Stirling Castle’s History

There has been a fortification of some kind on the site for more than 3000 years. The rock on which Stirling Castle stands controls the routes between the Highlands and Lowlands and further south into England, as well as the roads crossing from east to west. It’s an important crossroads and it was said that whoever holds Stirling Castle, rules Scotland.

Two of the most important battles in Scottish history were fought here. In 1297, William Wallace (Braveheart) defeated the English at the battle of Stirling Bridge and in 1314, Robert the Bruce led the Scots against the English at Bannockburn and routed them.

But it wasn’t until the sixteenth century that King James IV carried out building work to transform the castle into a palace fit for kings, work which was continued by his son, James V. He wanted to impress his second wife, the French princess Mary of Guise and he used her dowry to decorate the palace in the Renaissance style. It is this which has been recreated for today.

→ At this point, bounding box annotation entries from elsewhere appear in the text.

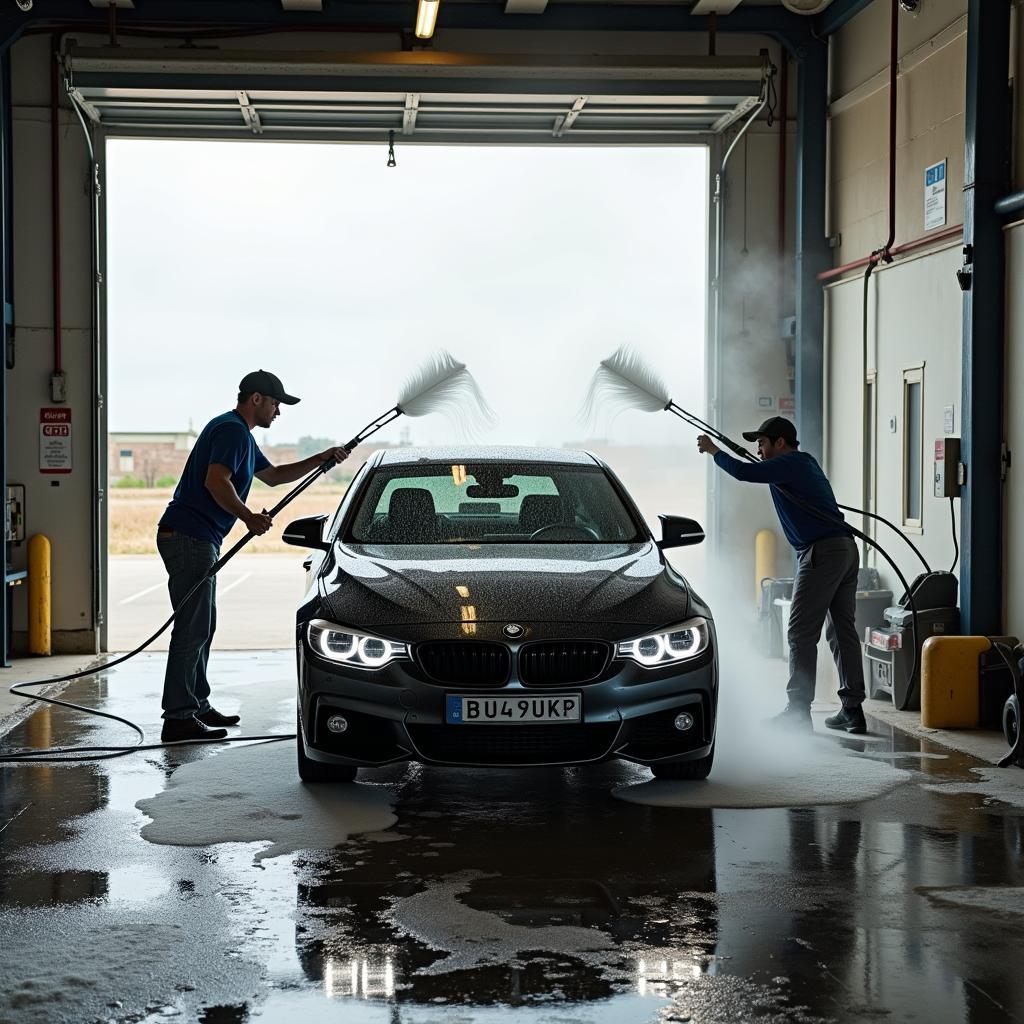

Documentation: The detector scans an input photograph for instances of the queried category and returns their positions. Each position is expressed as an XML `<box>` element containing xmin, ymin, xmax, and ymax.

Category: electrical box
<box><xmin>4</xmin><ymin>483</ymin><xmax>25</xmax><ymax>544</ymax></box>
<box><xmin>935</xmin><ymin>437</ymin><xmax>961</xmax><ymax>498</ymax></box>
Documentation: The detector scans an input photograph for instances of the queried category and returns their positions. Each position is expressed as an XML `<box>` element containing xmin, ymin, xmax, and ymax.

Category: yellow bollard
<box><xmin>29</xmin><ymin>534</ymin><xmax>51</xmax><ymax>654</ymax></box>
<box><xmin>921</xmin><ymin>637</ymin><xmax>992</xmax><ymax>729</ymax></box>
<box><xmin>754</xmin><ymin>529</ymin><xmax>775</xmax><ymax>604</ymax></box>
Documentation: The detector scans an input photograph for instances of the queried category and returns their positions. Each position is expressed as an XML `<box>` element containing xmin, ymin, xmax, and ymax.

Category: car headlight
<box><xmin>616</xmin><ymin>618</ymin><xmax>711</xmax><ymax>669</ymax></box>
<box><xmin>306</xmin><ymin>618</ymin><xmax>409</xmax><ymax>669</ymax></box>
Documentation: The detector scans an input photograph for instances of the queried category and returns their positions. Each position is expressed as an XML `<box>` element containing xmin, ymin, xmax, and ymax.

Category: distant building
<box><xmin>108</xmin><ymin>430</ymin><xmax>401</xmax><ymax>487</ymax></box>
<box><xmin>106</xmin><ymin>430</ymin><xmax>197</xmax><ymax>487</ymax></box>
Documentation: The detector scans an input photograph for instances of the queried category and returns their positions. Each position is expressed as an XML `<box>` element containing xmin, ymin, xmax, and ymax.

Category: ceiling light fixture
<box><xmin>416</xmin><ymin>0</ymin><xmax>441</xmax><ymax>39</ymax></box>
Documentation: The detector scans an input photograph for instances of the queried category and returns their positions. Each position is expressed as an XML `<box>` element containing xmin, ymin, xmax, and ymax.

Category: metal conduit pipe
<box><xmin>63</xmin><ymin>70</ymin><xmax>106</xmax><ymax>649</ymax></box>
<box><xmin>50</xmin><ymin>35</ymin><xmax>63</xmax><ymax>382</ymax></box>
<box><xmin>860</xmin><ymin>0</ymin><xmax>899</xmax><ymax>566</ymax></box>
<box><xmin>994</xmin><ymin>191</ymin><xmax>1024</xmax><ymax>217</ymax></box>
<box><xmin>711</xmin><ymin>65</ymin><xmax>773</xmax><ymax>538</ymax></box>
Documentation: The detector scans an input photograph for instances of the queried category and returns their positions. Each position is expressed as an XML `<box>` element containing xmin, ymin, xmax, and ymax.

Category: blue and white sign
<box><xmin>925</xmin><ymin>160</ymin><xmax>946</xmax><ymax>231</ymax></box>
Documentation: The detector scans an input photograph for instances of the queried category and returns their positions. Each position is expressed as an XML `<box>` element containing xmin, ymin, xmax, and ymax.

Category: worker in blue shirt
<box><xmin>157</xmin><ymin>370</ymin><xmax>348</xmax><ymax>742</ymax></box>
<box><xmin>697</xmin><ymin>416</ymin><xmax>867</xmax><ymax>734</ymax></box>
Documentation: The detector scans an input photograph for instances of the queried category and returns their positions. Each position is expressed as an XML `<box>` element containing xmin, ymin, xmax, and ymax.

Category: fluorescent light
<box><xmin>416</xmin><ymin>0</ymin><xmax>441</xmax><ymax>39</ymax></box>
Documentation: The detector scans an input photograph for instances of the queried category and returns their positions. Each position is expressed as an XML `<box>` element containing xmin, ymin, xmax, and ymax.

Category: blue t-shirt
<box><xmin>715</xmin><ymin>452</ymin><xmax>850</xmax><ymax>551</ymax></box>
<box><xmin>160</xmin><ymin>410</ymin><xmax>270</xmax><ymax>547</ymax></box>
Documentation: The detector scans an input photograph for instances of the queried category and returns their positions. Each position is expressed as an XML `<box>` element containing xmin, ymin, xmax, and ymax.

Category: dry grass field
<box><xmin>108</xmin><ymin>480</ymin><xmax>348</xmax><ymax>555</ymax></box>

The King and Queen’s Palace

The Ceiling Rondels in the King's Lodgings (photo credit: Ann Burnett c2013)

The Ceiling Rondels in the King’s Lodgings (photo credit: Ann Burnett c2013)

We visit first the King’s Lodgings in the palace and strain our necks to stare at the Stirling Heads on the ceiling. These colorful roundels are replicas, painstakingly carved and painted as the originals would have been. They are not merely for decoration. They serve to remind visitors to James’ court of his royal lineage and the Stewart line of succession, as well as his claim to the English throne. His mother, Margaret Tudor, was the sister of Henry VIII. But the roundels also include carvings of Julius Caesar, Hercules, and a court jester.

This room remains largely unfurnished as it would have been after the king’s death in 1542, six days after his daughter and heir, Mary Queen of Scots, was born.

The Queen's lady in Waiting (photo credit: Ann Burnett c 2013)

The Queen’s Lady in Waiting (photo credit: Ann Burnett c 2013)

By contrast, Mary of Guise’s Lodgings are sumptuously furnished and decorated. One of her ladies-in-waiting is there to tell us more about this powerful woman who acted as regent until her death in 1560 when Mary Queen of Scots, aged 18, took the throne.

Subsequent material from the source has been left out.